Siento que me tocan la espalda y es una joven que no llega a la veintena y que me pide por señas que ayude a la que parece ser su abuela, una nonagenaria por lo menos, a sentarse en un taburete. El hammam es tan vital que no sólo sientes, también tocas. Cuerpos decrépitos en el declive inexorable de la vida que se esfuma. Cuerpos que apenas vemos cuando corremos del trabajo al súper, al restaurante, a la guardería, pendientes siempre de un teléfono y muy poco de la vida. Cuerpos decrépitos y frágiles que más que nunca merecen ser tocados, lavados, mimados. Y lo hago, con reservas y algo de escrúpulo, pero me levanto, la agarro por las axilas, ayudo en lo que puedo dejándome guiar por los gestos de la chica, que al final, me sonríe con un shukran y sigue a lo suyo dando lustre con cariño y absoluta normalidad al cuerpo ajeno y ajado.

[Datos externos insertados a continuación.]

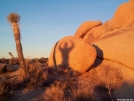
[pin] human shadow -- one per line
(65, 49)
(99, 57)
(54, 57)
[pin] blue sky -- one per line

Termino de ponerme la crema, ya en la entrada donde me desvestí, y devuelvo los enseres. La mujer con las manos arrugadas de pasar doce horas entre estos vapores me devuelve mi ropa. Salgo a la calle y ya es de noche. Con el pelo recogido en un moño que chorrea sobre mi espalda me dirijo a al horno para comprar el pan de la cena. Creo que por esto vuelvo todas las semanas, porque salgo limpia por fuera y por dentro. He pasado tres horas, a veces incluso más, aislada del mundo y he encontrado la paz sólo mirando la normalidad de cuanto me rodea en ese pequeño espacio-tiempo. Los cuerpos, los gestos, los aromas, la vida que fluye, que se pierde y se evapora con absoluta consciencia, sin prisa. Las miserias, que se quedan aparcadas. Salimos con la piel cuidada, los cuerpos impolutos y los deseos anhelantes de un poco de la belleza que nos hemos regalado. Bsaha.
Belén Zurbano, 30 años, es docente e investigadora social en la Universidad de Sevilla y EUSA.